Each file you intend to upload must have a field file defining the
contents of the CSV file you plan to upload.

If a fieldfile is not explicitly passed in the program will look for a
fieldfile corresponding to the file name with the extension replaced
by `.ff`. So for an input file `inventory.csv` the corresponding field
file would be `inventory.ff`.

If there is no corresponding field file the upload will fail.

Field files (normally expected to have the extension `.ff`) define the names of columns and their
types for the importer. A field file is formatted line a
[python config file](https://docs.python.org/2/library/configparser.html)
with each section defined by a name inside square brackets ( `[` and `]` ) and values for
the section defined by `key=value` pairs.

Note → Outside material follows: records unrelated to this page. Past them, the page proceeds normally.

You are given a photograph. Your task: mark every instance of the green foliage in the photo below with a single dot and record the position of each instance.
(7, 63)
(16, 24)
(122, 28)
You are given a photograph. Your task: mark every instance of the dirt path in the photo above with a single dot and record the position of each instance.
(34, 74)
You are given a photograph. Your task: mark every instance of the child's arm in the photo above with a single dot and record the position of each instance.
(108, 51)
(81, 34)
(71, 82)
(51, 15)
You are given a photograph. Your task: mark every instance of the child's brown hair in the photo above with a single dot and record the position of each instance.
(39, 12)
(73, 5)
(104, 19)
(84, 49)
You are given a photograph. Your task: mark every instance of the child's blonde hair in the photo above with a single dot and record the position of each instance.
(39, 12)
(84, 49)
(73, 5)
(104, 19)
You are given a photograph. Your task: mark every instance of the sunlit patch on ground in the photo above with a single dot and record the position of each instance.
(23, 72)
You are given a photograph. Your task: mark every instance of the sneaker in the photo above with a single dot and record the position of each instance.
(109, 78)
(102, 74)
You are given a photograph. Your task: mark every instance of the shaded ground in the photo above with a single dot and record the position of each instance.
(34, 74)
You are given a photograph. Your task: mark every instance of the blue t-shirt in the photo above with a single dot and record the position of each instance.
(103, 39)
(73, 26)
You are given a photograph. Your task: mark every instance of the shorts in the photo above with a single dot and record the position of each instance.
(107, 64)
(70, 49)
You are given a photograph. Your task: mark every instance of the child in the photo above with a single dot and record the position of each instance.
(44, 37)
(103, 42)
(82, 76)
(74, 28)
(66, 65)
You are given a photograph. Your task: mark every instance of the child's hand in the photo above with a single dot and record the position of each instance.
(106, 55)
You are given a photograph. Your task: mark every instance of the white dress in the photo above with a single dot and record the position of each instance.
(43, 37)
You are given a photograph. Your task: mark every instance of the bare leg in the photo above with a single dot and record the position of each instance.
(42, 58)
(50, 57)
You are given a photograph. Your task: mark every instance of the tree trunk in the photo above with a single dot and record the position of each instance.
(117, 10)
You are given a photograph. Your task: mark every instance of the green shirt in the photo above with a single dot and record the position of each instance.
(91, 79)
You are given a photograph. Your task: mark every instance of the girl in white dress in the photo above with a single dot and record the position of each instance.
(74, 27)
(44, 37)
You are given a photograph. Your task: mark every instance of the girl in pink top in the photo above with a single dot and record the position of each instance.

For a csv file [inventory.csv](https://github.com/jdrumgoole/pymongo_import/blob/master/test/inventory.csv) defined by the following format,


Inventory Item|Amount|Last Order
---|---:|---
Screws|300|1-Jan-2016
Bolts|150|3-Feb-2017
Nails|25|31-Dec-2017
Nuts|75|29-Feb-2016

The field file generated by **--genfieldfile** is

```
[Inventory Item]
type=str
[Amount]
type=int
[Last Order]
type=datetime
```

The generate field file function uses the first line after the header
line to guess the type of each column. It tries in order for each
column to successfully convert the type to a string (str), integer
(int), float (float) or date (datetime).

The generate function may guess wrong if the first line is not
correctly parseable. In this case the user can edit the .ff file to
correct the types.

In any case if the type conversion fails when reading the actual
data-file the program will degenerate to converting to a string
without failing (unless [--onerror fail](#onerror)  is specified).

Each file in the input list must correspond to a field file format that is
common across all the files.

## Date Fields
Date fields are special and support processing options. There are three types
of date field.

* date : A normal date generally without a timestamp
* datetime : fully qualified date including a timestamp.
* isodate : A normal date in the standard ISO format YYYY-MM-DD. 

Both date and datetime fields support date formatting strings. This allows
[strptime](https://docs.python.org/3/library/datetime.html#strftime-and-strptime-behavior)
to be used to efficient format a date. 

If you do not specify a format string then the program will attempt to parse
each date field it finds using `dateparse` from the [dateutil](https://pypi.org/project/python-dateutil/) 
library. 

### Simple date format entry
```
["test_date"]
type="datetime"
```

This will use `dateparse` to make sense of each field.

```
["test_date"]
type="datetime"
format="%Y-%m-%d"
```

This will use `strptime` to process each string.
```
["test_date"]
type="isodate"
```

This will use [datetime.fromisoformat](https://docs.python.org/3/library/datetime.html#datetime.date.fromisoformat)
to parse the date. This format only supports YYYY-MM-DD. 

format="%Y-%m-%d"
### Performance
The `dateparse` mode is slower by several orders of magnitude.For
large data sets prefer `date` and `datetime` with a `strptime` compatible format
string. The faster formatting is done with `isodate`.